O animal está mais próximo da criança. A sua identificação com ele é imediata e estrondosa, o animal é o outro. Ele é o ser que convive no mesmo mundo, não há diferenças de universos, e ambos precisam muito de afeto, ambos são indefesos.
O alfabeto animal a criança logo entende. Ela começa a falar pelo au, au, au...Assim ela vai identificando os seus primeiros amigos.
Grandes personagens da bela Branca são animais: corvos, lobos, raposas, coelhos, grilos falantes, e sapo. Eles estão no caminho, plena coreografia, puro cenário.

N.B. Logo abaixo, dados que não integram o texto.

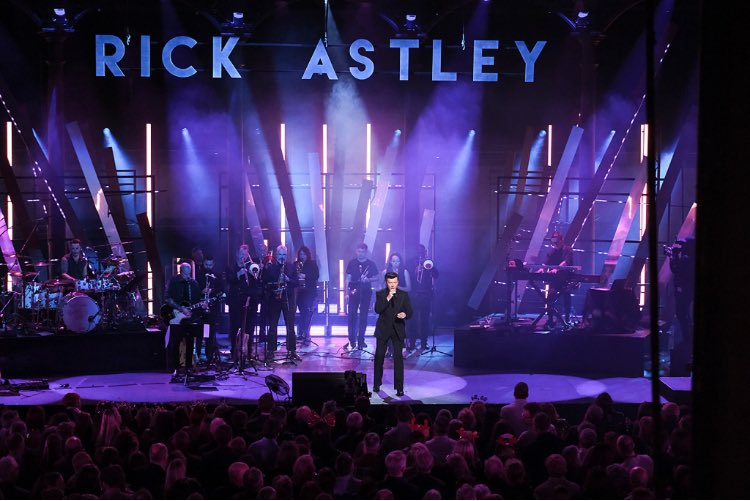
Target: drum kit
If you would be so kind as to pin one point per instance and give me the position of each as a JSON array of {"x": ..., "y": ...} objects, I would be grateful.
[{"x": 106, "y": 300}]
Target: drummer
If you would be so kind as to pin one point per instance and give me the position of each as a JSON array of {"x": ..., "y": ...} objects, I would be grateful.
[{"x": 74, "y": 265}]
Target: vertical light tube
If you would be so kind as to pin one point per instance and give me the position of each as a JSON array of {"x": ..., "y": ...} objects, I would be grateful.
[
  {"x": 341, "y": 287},
  {"x": 325, "y": 170},
  {"x": 368, "y": 167},
  {"x": 643, "y": 217},
  {"x": 9, "y": 142},
  {"x": 9, "y": 212},
  {"x": 150, "y": 218},
  {"x": 282, "y": 214},
  {"x": 549, "y": 145}
]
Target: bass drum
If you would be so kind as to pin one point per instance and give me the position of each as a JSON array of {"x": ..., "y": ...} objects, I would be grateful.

Possivelmente doutores da Educação, os que lidam ou teorizam sobre a pedagogia, os responsáveis pela organização do saber, os que fazem o movimento pedagógico, precisam ter contato com a Literatura Infantil e ouvir o que o sapo tem a dizer, antes de se transformar num príncipe.
DESENHO DE SOFIA FERREIRA
O que são os animais da Literatura Infantil? O que são as bruxas, os ogros, as fadas, os príncipes? São os sentimentos humanos, são eles que estão representados na bela Branca. O ciúme é um personagem presente em quase todas as histórias. O amor, o ódio, o medo...Todos os sentimentos humanos estão na Infantil, assumindo suas formas visíveis. É disso que trata tal Literatura: os sentimentos humanos. É através da decifração desses sentimentos que a criança se apropria da travessia. É assim que ela vai se confrontando com a realidade. É assim que ela se prepara para viver realmente.
KIERKEGAARD - REPRODUÇÃO
Kierkegaard leu Andersen? Alguns intelectuais ficaram apaixonados pelo saber do “Era uma vez”?
Seria proveitoso para o mundo e principalmente para o universo pedagógico se todos os estudiosos pudessem dar uma espiada na Literatura Infantil.